Episode Details
Back to EpisodesGhastly Saint Stories
Description
Our collection of ghastly stories of saints highlights notions of extreme self-mortification as a spiritual practice along with a preoccupation with the saintly body after death.
While these aspects of Catholicism are anathema to secular outsiders and jarring to many contemporary adherents, they’ve been embraced by the Gothic. We begin with an illustrative clip from John Huston’s 1979 adaptation of Flannery O’Connor’s Southern Gothic classic Wise Blood.
The case of 15th-century Florentine Maria Magdalena de’Pazzi provides an example in terms of extreme mortification from an early age. Wilkinson reads some passages noting her ingenious use of found materials in her program of suffering. Along the way, we note some more traditional tools of self-punishment like the cilice, or hair-shirt and its varieties.
Submission to the natural process can also be a form of mortification when it comes to the carnivorous habits of insects. We hear some stories in this regard from the hagiographies of Ita of Killedy, St. Macarius of Alexandria, as well as Rita of Cascia.
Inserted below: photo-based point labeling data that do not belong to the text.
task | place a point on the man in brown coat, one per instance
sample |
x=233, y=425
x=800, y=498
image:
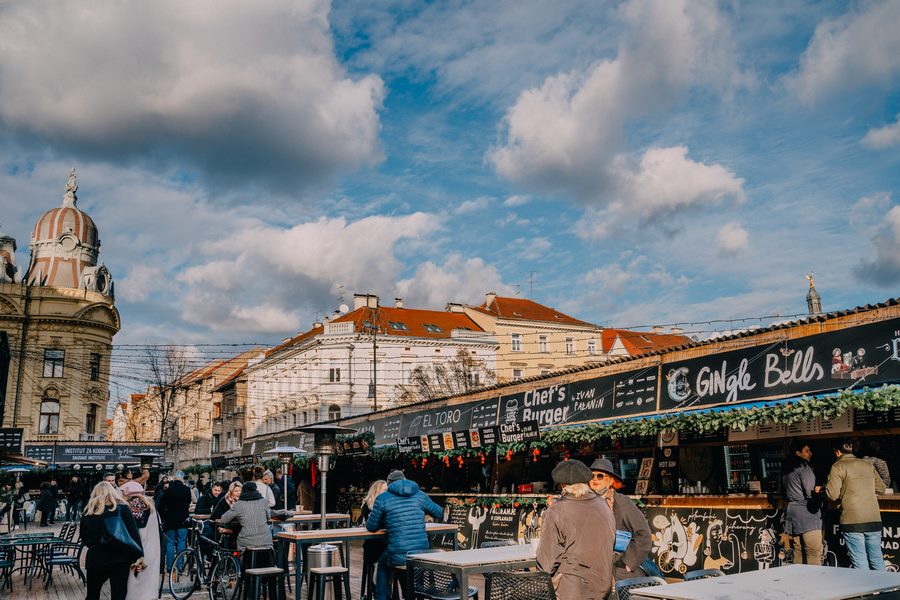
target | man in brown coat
x=855, y=483
x=577, y=537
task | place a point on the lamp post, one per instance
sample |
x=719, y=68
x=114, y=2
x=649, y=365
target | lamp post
x=325, y=445
x=285, y=456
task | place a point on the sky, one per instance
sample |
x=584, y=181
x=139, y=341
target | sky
x=252, y=165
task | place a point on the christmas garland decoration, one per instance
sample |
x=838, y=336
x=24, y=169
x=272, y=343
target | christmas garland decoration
x=704, y=420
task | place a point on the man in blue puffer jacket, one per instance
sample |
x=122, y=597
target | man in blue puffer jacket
x=401, y=510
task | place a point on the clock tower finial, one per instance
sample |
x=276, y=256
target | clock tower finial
x=70, y=198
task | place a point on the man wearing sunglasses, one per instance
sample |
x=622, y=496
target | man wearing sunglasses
x=633, y=541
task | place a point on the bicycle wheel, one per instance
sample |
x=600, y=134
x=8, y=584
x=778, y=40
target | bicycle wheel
x=223, y=583
x=184, y=577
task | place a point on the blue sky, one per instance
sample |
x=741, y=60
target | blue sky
x=631, y=163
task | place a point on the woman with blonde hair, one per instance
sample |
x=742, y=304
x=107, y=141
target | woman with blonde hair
x=372, y=549
x=109, y=557
x=145, y=583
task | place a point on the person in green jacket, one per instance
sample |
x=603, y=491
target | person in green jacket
x=855, y=482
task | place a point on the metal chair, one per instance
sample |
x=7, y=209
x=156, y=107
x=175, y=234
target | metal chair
x=624, y=586
x=519, y=585
x=703, y=574
x=499, y=544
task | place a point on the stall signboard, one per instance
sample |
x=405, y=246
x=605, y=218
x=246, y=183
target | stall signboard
x=812, y=364
x=518, y=432
x=409, y=445
x=104, y=454
x=42, y=452
x=11, y=439
x=479, y=524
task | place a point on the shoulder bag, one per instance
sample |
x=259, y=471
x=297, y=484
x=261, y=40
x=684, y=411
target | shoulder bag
x=117, y=538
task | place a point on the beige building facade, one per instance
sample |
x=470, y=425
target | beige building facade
x=59, y=322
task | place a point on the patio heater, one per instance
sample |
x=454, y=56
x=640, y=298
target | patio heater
x=325, y=445
x=285, y=456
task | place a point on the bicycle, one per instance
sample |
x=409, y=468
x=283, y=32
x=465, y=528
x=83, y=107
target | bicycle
x=192, y=571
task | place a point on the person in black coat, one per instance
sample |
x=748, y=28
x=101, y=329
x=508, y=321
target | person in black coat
x=105, y=561
x=46, y=504
x=174, y=512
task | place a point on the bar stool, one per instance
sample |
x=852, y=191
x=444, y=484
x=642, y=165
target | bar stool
x=319, y=577
x=259, y=575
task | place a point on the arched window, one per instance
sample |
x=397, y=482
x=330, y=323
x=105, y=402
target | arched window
x=49, y=416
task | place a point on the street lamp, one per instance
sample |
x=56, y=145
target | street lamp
x=285, y=456
x=325, y=445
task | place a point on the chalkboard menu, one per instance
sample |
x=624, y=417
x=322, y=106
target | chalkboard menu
x=870, y=419
x=689, y=436
x=11, y=439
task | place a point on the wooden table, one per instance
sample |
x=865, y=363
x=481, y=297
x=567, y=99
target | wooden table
x=463, y=563
x=791, y=582
x=343, y=536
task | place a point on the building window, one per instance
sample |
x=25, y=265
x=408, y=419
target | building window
x=95, y=367
x=49, y=416
x=90, y=420
x=53, y=362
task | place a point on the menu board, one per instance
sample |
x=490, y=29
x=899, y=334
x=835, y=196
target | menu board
x=484, y=414
x=635, y=392
x=869, y=419
x=809, y=364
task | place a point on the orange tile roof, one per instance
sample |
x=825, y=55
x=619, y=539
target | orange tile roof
x=440, y=323
x=527, y=310
x=639, y=342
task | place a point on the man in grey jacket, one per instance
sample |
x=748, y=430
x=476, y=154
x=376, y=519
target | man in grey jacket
x=577, y=536
x=803, y=516
x=855, y=483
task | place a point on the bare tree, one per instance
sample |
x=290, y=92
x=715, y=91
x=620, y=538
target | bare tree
x=168, y=368
x=462, y=374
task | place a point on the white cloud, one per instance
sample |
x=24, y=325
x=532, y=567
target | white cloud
x=473, y=206
x=567, y=133
x=732, y=238
x=221, y=87
x=142, y=281
x=870, y=209
x=882, y=138
x=516, y=200
x=883, y=269
x=859, y=48
x=458, y=280
x=530, y=248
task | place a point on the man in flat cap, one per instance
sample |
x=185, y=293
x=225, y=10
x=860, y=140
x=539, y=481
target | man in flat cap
x=633, y=538
x=577, y=537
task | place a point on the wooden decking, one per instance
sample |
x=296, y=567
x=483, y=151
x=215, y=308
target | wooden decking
x=69, y=587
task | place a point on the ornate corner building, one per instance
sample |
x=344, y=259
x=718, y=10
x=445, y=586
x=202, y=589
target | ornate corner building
x=57, y=321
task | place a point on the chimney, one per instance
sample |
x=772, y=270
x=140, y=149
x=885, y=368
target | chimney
x=365, y=300
x=454, y=307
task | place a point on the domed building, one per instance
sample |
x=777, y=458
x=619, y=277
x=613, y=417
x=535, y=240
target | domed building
x=57, y=321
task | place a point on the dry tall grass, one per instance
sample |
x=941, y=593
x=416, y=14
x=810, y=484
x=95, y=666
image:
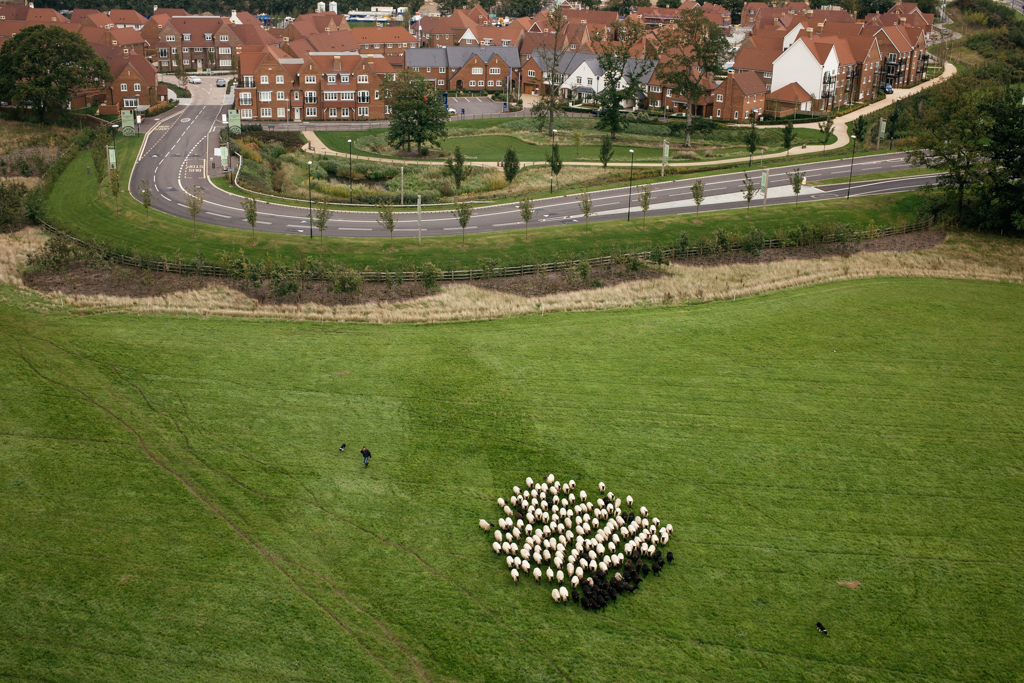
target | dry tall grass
x=961, y=257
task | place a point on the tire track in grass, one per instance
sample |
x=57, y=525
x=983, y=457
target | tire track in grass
x=113, y=368
x=210, y=506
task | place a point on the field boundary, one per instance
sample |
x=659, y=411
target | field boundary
x=656, y=254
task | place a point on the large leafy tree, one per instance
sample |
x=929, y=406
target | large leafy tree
x=418, y=114
x=692, y=49
x=45, y=66
x=623, y=74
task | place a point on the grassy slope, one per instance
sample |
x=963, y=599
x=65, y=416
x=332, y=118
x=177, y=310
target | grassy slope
x=75, y=205
x=863, y=431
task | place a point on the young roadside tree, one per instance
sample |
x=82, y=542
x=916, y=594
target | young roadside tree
x=586, y=207
x=623, y=74
x=249, y=206
x=788, y=136
x=194, y=202
x=555, y=160
x=696, y=190
x=694, y=49
x=826, y=127
x=952, y=137
x=752, y=139
x=797, y=182
x=606, y=151
x=643, y=199
x=749, y=190
x=526, y=213
x=418, y=113
x=510, y=164
x=145, y=195
x=463, y=211
x=322, y=214
x=385, y=218
x=554, y=58
x=116, y=186
x=45, y=66
x=457, y=169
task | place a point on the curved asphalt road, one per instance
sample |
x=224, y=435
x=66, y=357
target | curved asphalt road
x=180, y=146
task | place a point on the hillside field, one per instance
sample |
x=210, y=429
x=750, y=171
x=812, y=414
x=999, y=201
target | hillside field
x=173, y=506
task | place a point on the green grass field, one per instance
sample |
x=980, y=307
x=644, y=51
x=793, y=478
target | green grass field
x=87, y=210
x=173, y=506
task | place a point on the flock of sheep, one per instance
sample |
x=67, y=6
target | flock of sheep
x=595, y=546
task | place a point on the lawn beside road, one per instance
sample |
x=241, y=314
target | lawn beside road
x=174, y=506
x=78, y=206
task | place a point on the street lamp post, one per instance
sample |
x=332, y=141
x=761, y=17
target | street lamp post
x=309, y=187
x=852, y=155
x=551, y=183
x=629, y=202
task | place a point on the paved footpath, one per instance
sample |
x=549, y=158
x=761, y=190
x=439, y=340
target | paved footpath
x=316, y=145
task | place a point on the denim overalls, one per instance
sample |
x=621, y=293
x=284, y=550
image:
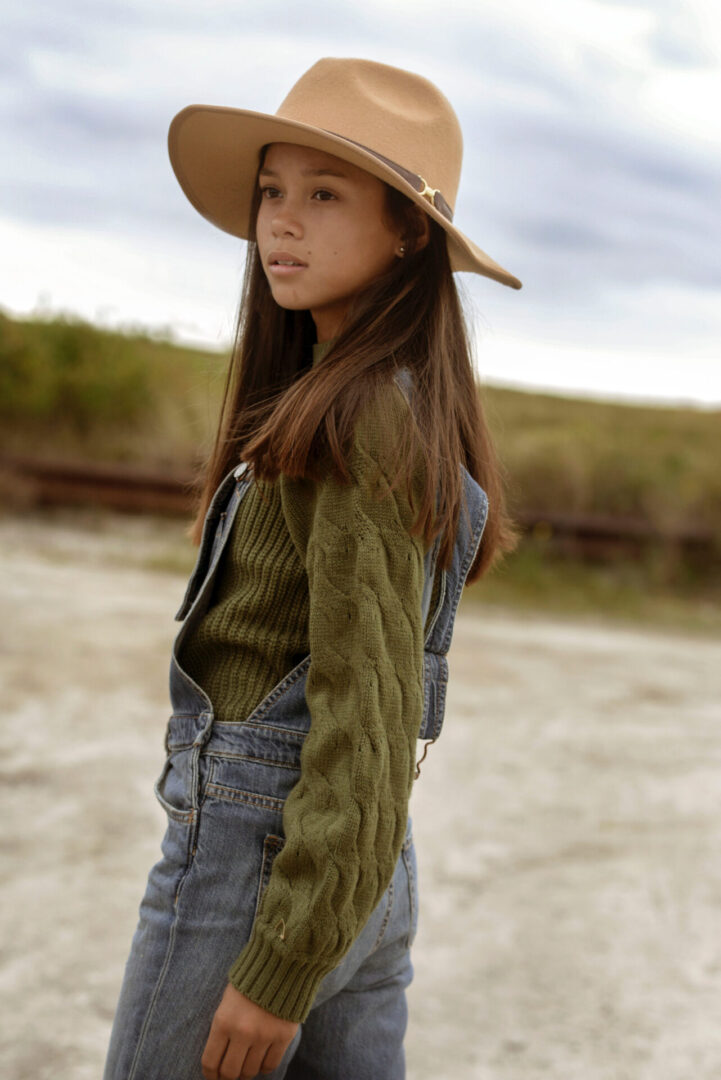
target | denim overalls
x=222, y=786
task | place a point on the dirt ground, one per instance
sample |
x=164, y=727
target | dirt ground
x=568, y=826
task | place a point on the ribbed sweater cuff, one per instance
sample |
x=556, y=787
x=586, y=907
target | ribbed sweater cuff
x=276, y=980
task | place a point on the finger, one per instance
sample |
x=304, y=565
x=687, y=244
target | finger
x=215, y=1048
x=273, y=1056
x=231, y=1066
x=254, y=1060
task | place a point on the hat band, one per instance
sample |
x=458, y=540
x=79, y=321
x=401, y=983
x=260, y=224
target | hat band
x=417, y=181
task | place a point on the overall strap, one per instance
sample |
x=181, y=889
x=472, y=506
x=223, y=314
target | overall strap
x=222, y=505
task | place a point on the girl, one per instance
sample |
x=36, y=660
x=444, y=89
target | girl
x=342, y=512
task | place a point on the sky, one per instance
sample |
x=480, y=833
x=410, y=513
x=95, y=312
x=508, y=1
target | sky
x=592, y=169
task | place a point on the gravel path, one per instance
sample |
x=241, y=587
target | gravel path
x=568, y=826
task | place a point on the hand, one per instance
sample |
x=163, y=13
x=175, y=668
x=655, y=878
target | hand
x=244, y=1040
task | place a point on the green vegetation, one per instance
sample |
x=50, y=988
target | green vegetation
x=72, y=390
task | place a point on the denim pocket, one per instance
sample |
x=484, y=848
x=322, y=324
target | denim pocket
x=185, y=773
x=408, y=853
x=272, y=845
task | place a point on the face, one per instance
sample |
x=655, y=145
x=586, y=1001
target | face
x=322, y=232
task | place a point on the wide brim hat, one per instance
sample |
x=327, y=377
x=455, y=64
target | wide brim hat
x=395, y=124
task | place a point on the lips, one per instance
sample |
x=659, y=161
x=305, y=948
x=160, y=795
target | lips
x=285, y=259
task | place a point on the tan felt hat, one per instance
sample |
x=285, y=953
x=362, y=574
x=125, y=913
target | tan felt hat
x=394, y=124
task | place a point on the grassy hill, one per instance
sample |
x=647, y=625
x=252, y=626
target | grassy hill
x=70, y=389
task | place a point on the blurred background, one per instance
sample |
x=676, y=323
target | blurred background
x=587, y=667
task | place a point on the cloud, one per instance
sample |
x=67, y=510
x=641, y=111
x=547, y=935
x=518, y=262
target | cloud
x=590, y=166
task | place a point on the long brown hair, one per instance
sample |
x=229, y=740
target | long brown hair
x=282, y=414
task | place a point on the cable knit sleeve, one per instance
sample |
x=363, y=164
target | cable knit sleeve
x=344, y=820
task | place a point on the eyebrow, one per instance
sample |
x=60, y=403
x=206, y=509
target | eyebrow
x=310, y=172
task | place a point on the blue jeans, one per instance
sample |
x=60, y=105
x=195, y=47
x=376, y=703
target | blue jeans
x=222, y=787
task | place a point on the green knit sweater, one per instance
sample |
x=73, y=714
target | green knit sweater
x=329, y=569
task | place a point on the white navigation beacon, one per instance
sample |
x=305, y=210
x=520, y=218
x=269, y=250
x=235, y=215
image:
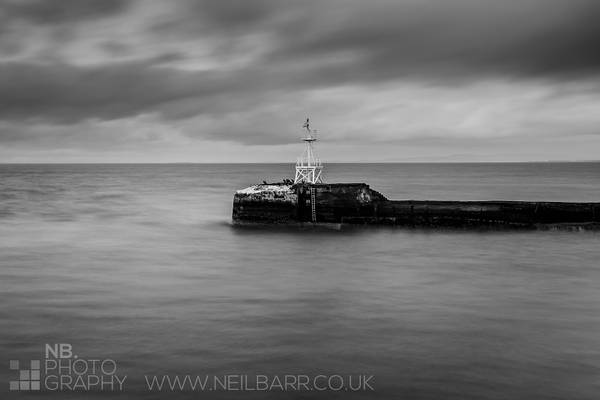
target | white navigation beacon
x=308, y=167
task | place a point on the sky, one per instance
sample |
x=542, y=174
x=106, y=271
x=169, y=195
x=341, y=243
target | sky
x=234, y=80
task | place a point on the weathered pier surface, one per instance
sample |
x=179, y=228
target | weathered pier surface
x=357, y=203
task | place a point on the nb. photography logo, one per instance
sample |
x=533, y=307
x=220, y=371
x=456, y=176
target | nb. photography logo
x=62, y=370
x=29, y=379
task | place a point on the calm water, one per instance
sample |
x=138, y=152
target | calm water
x=138, y=263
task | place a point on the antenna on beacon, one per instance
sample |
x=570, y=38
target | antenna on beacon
x=308, y=167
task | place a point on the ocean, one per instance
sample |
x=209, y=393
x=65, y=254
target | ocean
x=140, y=264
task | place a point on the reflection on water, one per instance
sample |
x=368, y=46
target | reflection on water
x=139, y=263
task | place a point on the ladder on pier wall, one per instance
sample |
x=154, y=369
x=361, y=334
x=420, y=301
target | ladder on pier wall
x=313, y=204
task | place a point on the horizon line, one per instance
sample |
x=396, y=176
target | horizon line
x=292, y=163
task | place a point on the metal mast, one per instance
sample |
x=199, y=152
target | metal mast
x=308, y=167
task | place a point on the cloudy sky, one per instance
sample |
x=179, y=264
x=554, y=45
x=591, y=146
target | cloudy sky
x=233, y=80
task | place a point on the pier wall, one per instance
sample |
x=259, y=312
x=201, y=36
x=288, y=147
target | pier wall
x=357, y=203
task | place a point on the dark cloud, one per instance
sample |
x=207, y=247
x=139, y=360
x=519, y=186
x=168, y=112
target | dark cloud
x=52, y=12
x=67, y=93
x=242, y=64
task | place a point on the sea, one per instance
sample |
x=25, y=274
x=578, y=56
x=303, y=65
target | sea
x=139, y=266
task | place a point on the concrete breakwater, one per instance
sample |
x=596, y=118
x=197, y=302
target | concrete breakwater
x=357, y=203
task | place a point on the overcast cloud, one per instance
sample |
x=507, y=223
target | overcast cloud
x=210, y=81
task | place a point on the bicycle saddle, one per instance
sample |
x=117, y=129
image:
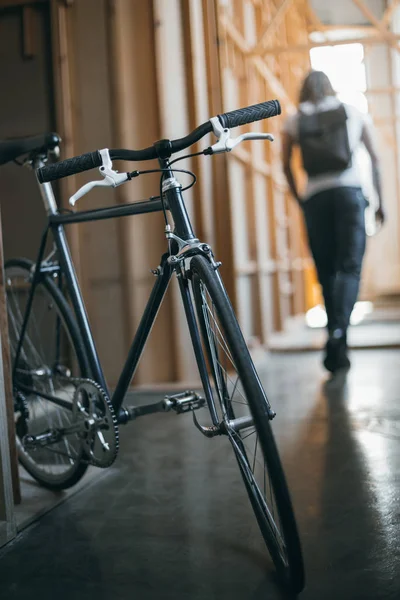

The story of Belgium’s holy woman Christina the Astonishing includes not only fantastical tales of self-destructiveness, but also her resurrection from death at the age of 21. Some listeners will be familiar with Christina from the song of that name by Nick Cave, from which we hear a clip. Christina’s ability to smell “the scent of human corruption,” we also learn, was shared by saints Joseph of Cupertino, Saint John of the Cross, and Gemma Galgani, to name a few.